My earliest entrepreneurial memory was a true hustle.
Sometime in the second or third grade, I got the amazing idea to wrap colorful pipe cleaners around pencils and sell them to other students.
Yes, you heard it right.
I planned to take what I had just learned in arts & crafts class, and start hustling other kids out of coins.
It didn’t make me millions but I do remember getting in trouble for taking so many pipe cleaners from class and for trying to sell school property to other students.
Mr. Robot (no, not that one)
Not long after my pipe cleaner pencils scheme, I remember coming upon an article in some kids magazine, like Highlights, about how to build a “robot.” The process included using a remote controlled car for movement, and placing a small trash can (upside down) on top for the body. You could then attach arms using vacuum cleaner hoses. Add a few googly eyes and you had a robot.
I hatched a plan. Radio Shack, here I come!
Not only would we build this robot, but we would improve it. We would place a walkie-talk inside of the body so that the robot could talk. Naturally, I would voice the robot and make funny jokes. You see, I was a hilarious child, at least in my own mind.
The plan was to build the robot and host neighborhood robot shows for all of the kids. Both parents and children would be amazed at the lifelike robot who would tell jokes. I had a real zinger where I’d call one of the kids a bozo.
Admission would be at least $10 which, at the time would’ve been more than a movie ticket. Once the show became a hit we would build more robots and take the show all over the country.
I spent weeks drawing robots, clipping ads from Sears and Radio Shack, and writing out ideas for shows.
Alas, I never got past dreaming about the idea, but I look back and wonder if that would’ve been my big break.
Showtime at my house
The disappointment of the robot show failing to happen sat with me for years. I knew that I was on to something BIG. Then, I found myself at an amusement park. It might’ve been Six Flags, it might’ve been Disney or Universal…I don’t recall. But I remember the product vividly: the Mopkins Puppet.

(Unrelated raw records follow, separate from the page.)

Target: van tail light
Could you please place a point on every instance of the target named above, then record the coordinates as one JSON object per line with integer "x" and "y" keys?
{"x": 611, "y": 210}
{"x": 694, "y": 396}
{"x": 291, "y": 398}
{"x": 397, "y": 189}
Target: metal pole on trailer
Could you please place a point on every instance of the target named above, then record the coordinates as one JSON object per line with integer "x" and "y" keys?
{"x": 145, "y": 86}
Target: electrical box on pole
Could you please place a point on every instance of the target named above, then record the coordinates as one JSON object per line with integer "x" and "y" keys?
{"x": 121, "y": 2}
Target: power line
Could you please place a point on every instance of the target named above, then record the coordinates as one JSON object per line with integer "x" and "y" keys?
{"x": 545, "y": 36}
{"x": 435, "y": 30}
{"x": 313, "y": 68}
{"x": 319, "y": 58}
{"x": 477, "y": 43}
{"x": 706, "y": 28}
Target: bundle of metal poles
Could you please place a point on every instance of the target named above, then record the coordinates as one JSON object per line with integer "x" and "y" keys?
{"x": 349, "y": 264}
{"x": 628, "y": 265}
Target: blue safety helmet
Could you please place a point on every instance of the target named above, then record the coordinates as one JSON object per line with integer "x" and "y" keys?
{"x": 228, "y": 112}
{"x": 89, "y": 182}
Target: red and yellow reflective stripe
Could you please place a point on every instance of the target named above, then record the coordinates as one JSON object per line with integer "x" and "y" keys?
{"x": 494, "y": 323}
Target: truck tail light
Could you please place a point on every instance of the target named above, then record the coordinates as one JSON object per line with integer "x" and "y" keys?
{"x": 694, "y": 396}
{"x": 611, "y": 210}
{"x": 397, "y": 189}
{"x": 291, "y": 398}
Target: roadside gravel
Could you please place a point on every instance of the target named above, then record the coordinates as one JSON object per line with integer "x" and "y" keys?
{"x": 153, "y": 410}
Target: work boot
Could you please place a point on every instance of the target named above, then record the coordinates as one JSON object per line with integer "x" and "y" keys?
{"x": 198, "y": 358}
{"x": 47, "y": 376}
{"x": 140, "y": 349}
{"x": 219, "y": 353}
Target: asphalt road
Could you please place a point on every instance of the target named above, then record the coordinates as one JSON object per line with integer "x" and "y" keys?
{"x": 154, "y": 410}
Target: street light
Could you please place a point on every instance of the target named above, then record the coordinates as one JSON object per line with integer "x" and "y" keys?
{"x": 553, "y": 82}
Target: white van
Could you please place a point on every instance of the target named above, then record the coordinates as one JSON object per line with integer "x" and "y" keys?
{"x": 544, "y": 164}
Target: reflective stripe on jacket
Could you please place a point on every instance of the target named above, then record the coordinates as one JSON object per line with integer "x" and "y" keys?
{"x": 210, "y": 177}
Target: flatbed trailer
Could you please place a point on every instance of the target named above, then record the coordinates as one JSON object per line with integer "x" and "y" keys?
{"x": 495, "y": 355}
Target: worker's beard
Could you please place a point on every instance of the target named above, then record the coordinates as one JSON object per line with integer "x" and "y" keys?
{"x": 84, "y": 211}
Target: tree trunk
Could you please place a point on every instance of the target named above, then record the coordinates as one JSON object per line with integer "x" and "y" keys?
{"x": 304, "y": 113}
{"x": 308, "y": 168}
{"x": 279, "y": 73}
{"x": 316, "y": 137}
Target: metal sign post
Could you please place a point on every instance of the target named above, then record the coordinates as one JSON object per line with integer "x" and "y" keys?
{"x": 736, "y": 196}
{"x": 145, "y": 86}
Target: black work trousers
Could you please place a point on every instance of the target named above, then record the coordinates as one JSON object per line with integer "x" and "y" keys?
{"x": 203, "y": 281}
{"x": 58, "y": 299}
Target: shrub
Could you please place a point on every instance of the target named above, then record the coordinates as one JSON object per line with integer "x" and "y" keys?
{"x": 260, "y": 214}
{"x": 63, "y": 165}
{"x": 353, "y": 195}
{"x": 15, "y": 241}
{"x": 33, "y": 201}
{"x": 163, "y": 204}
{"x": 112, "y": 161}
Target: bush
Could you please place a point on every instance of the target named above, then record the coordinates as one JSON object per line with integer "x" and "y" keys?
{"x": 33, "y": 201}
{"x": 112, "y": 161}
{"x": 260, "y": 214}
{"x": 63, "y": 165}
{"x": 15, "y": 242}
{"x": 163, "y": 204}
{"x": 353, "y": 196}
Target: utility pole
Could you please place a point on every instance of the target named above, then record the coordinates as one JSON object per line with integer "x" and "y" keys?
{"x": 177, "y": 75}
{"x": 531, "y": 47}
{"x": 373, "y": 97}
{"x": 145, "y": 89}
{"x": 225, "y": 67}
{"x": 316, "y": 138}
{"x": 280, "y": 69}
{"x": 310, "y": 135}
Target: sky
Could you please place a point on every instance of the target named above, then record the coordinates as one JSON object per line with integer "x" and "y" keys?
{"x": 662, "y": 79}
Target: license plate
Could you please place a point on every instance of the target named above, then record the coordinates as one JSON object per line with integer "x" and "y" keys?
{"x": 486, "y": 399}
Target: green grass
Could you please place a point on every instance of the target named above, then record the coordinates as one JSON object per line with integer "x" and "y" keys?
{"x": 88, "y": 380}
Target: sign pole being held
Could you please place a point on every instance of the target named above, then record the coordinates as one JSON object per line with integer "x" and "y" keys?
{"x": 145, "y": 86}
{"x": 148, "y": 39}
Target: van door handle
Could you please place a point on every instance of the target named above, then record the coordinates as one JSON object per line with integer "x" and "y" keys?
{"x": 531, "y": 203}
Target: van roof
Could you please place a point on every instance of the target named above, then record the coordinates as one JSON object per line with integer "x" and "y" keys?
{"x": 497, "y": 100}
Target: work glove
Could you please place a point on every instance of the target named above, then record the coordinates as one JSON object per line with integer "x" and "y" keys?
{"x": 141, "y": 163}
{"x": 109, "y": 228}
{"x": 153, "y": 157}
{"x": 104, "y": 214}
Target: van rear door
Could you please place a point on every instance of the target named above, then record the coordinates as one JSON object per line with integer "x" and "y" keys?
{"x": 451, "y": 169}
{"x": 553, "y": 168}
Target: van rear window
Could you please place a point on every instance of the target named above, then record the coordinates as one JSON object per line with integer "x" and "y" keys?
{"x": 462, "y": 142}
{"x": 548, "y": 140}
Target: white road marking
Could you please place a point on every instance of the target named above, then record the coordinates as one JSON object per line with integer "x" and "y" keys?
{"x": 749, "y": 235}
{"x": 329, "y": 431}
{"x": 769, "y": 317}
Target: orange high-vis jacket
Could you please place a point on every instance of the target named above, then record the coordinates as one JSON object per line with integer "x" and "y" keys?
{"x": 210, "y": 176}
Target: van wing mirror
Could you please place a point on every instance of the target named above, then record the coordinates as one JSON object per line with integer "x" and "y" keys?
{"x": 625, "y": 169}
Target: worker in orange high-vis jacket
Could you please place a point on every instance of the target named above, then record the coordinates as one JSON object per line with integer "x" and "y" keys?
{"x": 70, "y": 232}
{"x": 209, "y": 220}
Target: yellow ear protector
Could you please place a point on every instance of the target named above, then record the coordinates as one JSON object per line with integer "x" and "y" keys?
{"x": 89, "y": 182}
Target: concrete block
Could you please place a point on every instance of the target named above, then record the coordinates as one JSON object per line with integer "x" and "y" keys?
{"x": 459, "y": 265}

The Mopkins were a flash-in-the-pan sensation across theme parks.
- The legs were velcro so it would wrap around you.
- Your hand would move the mouth.
- A stick was attached to each arm of the puppet so you could have it wave, adjust its hat or sunglasses, or whatever else your imagination could come up with.
The Mopkins were going to allow me to finally launch my one boy act to the world…no robot assembly required.
All I had to do was learn ventriloquism.
I didn’t buy a Mopkin at that theme park, but it was on my Christmas and Hanukkah lists for several years after that.
I never got one.
Due to the legend of the Silicon Valley tech bro, we’ve come to see the origin story as something other than what it often is: playtime. All of my early entrepreneurial ventures had a few things in common:
- I wanted to entertain people
- I wanted to express myself creatively
- I wanted to build or create something with my own unique stamp on it
The money was always secondary because frankly, I was a kid, and money didn’t have much context for me yet.
If we’re going to glorify anything about the entrepreneur’s origin story, we should glorify the play, the goofiness, the passion, the creativity, and the emotional risk taking. I want to see more stories that are silly, and I want us to hold that up not as the beginnings of the capitalist’s dream, but perhaps the antidote to it.
So, now it’s your turn: what’s your entrepreneurial origin story. If you’re feeling brave enough, put it in the comments.